Man könnte fast schon Mitleid bekommen mit Facebook. Denn auseinanderzuhalten, welche User-Posts ok sind und welche nicht, das ist auch mit den schönsten Content-Richtlinien immer wieder eine Gratwanderung. Wenn Einträge online gehen, die nach US-amerikanischem Recht zulässig wären und unter die am Stammsitz des Social Networks sehr weit gefasste Meinungsfreiheit fielen, dann schreit vielleicht der Justizminister eines unbedeutenden Zwergstaates irgendwo auf der Welt Zeter und Mordio und droht mit empfindlichen Geldstrafen und Zwangsmaßnahmen 🙂 .

Aber zum Glück muss Mark Zuckerberg die heikle Arbeit ja nicht selbst machen, sondern kann sie aus der immer noch prall gefüllten Geldbörse an mau bezahlte Hilfskräfte weitergeben.
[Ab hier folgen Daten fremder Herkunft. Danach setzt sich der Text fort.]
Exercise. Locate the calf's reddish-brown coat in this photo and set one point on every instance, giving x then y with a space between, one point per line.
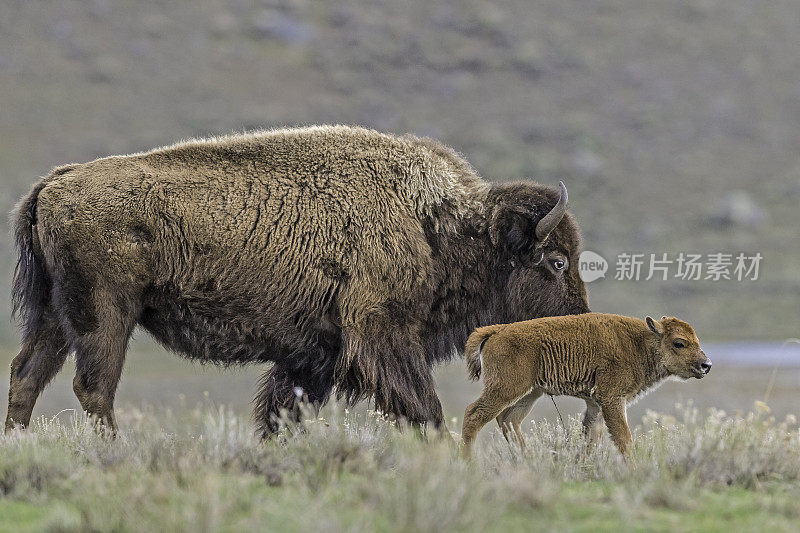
606 360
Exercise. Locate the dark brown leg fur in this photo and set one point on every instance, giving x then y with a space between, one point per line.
44 349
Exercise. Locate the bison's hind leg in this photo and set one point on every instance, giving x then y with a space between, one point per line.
284 389
100 355
44 349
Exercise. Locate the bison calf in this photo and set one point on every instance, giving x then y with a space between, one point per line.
606 360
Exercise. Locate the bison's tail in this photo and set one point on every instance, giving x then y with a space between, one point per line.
30 291
474 346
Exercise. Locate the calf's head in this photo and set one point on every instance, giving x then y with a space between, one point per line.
679 348
537 243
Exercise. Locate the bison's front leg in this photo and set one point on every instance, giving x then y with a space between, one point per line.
394 371
281 392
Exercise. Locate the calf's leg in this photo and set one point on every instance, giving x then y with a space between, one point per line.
511 417
592 423
614 413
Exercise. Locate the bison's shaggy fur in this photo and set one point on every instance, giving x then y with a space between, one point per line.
607 360
351 259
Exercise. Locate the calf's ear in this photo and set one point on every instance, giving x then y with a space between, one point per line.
655 327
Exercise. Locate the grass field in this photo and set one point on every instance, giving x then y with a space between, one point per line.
202 470
186 459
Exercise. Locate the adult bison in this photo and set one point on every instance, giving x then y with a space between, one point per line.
349 258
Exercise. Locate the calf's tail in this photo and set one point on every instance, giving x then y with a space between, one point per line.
474 346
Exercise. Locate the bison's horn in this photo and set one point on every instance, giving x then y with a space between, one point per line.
551 219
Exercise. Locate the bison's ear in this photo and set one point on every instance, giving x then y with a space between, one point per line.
513 229
655 327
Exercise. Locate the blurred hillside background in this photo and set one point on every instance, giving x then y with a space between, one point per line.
676 125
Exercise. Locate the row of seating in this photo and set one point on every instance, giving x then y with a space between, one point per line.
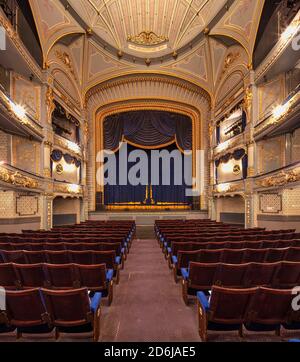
233 256
255 309
108 258
64 276
201 276
264 244
40 311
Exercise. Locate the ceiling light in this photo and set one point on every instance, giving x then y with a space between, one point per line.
223 187
281 110
74 189
18 110
290 31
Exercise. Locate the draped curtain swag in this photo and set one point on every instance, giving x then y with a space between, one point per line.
57 155
148 129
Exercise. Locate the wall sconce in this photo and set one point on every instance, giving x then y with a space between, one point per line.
74 189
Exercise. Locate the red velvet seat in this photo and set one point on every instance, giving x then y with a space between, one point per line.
58 257
226 310
32 276
62 276
36 257
73 311
230 275
9 278
254 255
287 275
96 279
232 256
14 257
260 274
27 312
81 257
293 254
269 309
210 256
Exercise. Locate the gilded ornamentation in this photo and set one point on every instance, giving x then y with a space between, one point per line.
66 60
50 103
280 179
147 38
17 179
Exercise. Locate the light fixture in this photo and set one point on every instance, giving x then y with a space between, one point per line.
281 110
18 110
74 189
290 31
223 187
223 146
227 167
74 147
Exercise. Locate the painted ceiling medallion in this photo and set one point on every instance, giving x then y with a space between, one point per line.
147 38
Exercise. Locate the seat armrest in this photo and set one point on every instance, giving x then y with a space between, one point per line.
185 273
202 299
109 275
95 302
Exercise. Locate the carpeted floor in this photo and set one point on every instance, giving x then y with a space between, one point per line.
148 306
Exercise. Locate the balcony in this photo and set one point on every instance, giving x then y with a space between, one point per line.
285 118
14 120
13 177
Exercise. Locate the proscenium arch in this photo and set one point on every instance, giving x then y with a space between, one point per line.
152 91
161 105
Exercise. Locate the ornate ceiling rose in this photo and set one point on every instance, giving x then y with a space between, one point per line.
147 38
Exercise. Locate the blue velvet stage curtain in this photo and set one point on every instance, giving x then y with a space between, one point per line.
148 129
171 194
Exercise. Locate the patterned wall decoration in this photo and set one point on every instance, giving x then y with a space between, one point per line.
53 22
4 146
7 202
291 201
271 154
241 23
26 154
270 203
27 205
296 146
27 94
270 94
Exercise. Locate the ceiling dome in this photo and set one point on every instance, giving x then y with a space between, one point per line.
147 27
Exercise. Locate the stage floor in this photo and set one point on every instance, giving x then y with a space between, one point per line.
147 217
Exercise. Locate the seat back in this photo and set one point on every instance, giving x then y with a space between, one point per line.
105 257
210 256
81 257
92 277
234 256
254 255
62 276
202 275
230 306
14 257
36 257
260 274
230 275
26 308
68 308
275 255
58 257
270 306
287 275
293 254
32 275
8 276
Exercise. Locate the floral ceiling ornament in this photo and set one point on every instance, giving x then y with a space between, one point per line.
147 38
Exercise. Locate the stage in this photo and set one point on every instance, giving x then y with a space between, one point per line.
147 218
Für den “einfachsten” und schlimmsten Job – das Aussortieren von exzessivster Gewalt und Kinderpornografie – zahlt Facebook “logischerweise” am wenigsten; das Begutachten von Texten erfordert hingegen schon eine höhere und vor allem muttersprachliche Qualifikation – dafür gibt es dann in einem jungen, hippen Team im schönen Berlin glatte 1400 Euro monatlich zu verdienen; ggf. plus Zuschläge für Nacht- und Wochenendarbeit.

Und ein weiterer Bonus ist drin, wenn ein(e) Content-Moderator(in) bei der Entscheidung “Löschen oder stehen lassen” überproportional oft richtig lag. Knifflige Fälle, etwa nach “Zensur!”-Protesten von hochrangigen Politikern, übernimmt die Zentrale. Der Bericht von “Zoltan” auf der ungarischen Website 444.hu ist auch über den Umgang mit dem Video des Fidesz-Kabinettchefs Janos Lazar hinaus interessant – so reichen offenbar subtile Umformulierungen aus, die Facebook-No-Go-Kriterien zu umschiffen und die beabsichtigte Botschaft doch noch recht unmissverständlich ans Volk zu bringen.

Facebook Moderator: Posts von ungarischem Kabinettschef bleiben unangetastet · Dlf Nova

Deutschlandfunk Nova – Hielscher oder Haase vom 15.08.2018 (Moderation: Till Haase)

Social Science One: Facebook-Daten für Wissenschaftler

Die großen Social Networks sind keine Wohltätigkeitsveranstaltungen, sondern kommerzielle Unternehmen. Und trotzdem – das eigentliche Kapital eines solchen Unternehmens; die User nämlich, deren Aktionen und deren Beziehungen untereinander sind nicht nur für Werbekunden höchst interessant, sondern auch für Wissenschaftler. Aus Social-Media-Daten lassen sich Erkenntnisse über politische Vorlieben und soziologische Fakten ablesen, aber auch über Ernährungsgewohnheiten oder Grippeepidemien – ein auch nur annähernd vergleichbares Datenmaterial war bis vor ein paar Jahren schlichtweg nicht verfügbar.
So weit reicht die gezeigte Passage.